This qualitative study included six band students enrolled in a large public middle school located in a metropolitan area on the East Coast. Enrolled in the same sixth grade band class, each of the six participants played a different instrument, and therefore provided a unique perspective on social interactions and the school experience. Ethnography and narrative inquiry informed the data collection process and methodological choices for this collective case study. Data collection included classroom observations, open-ended interviews, and weekly student journals. Data was collected over a period of 5.5 months, ending as students chose to continue or discontinue their band enrollment for the subsequent school year. Interview transcripts, field notes, and student journals were systematically coded first on a case-by-case basis, then compared, contrasted, and interpreted across cases.

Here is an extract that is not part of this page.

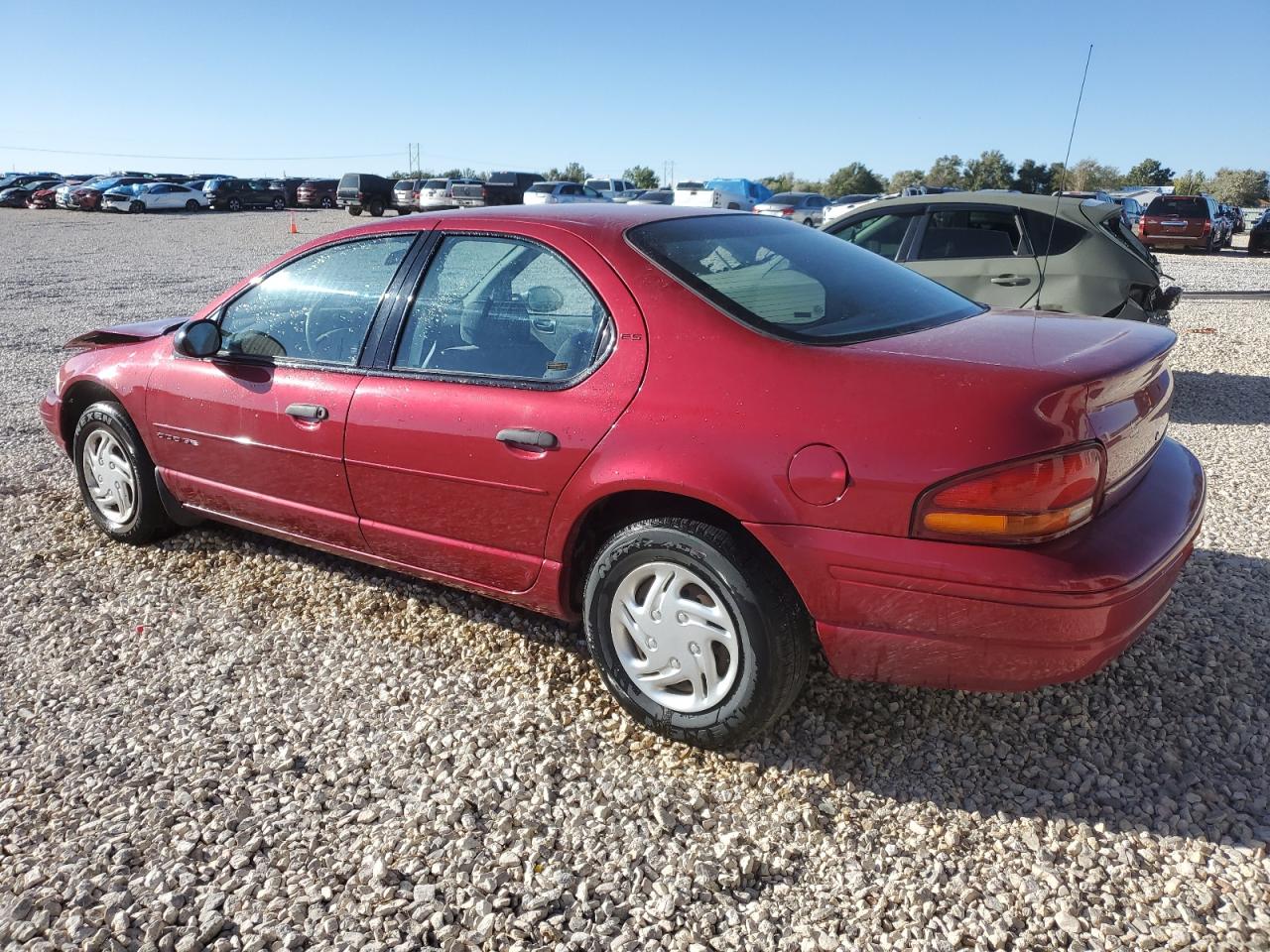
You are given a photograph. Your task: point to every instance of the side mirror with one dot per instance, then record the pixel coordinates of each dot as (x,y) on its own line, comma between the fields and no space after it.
(197,339)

Findings supported prior research on musical identity and music education. Students simultaneously valued perceived characteristics of their own group while devaluing those of other groups. In addition to supporting prior research findings, this study indicated that middle school band students make choices regarding course enrollment based on influences (rejection or affirmation) of those around them. Students initially chose to enroll in band because friends, teachers, and family members encouraged them to do so. Once they felt accepted as band members, they found particular roles in the band classroom. Based on others' affirmation or rejection of their competency in such roles, they reevaluated whether they felt they belonged in the band. Those who felt rejected or less competent chose to enroll in other courses. Students who felt successful and found unique roles within the band more strongly identified with the group.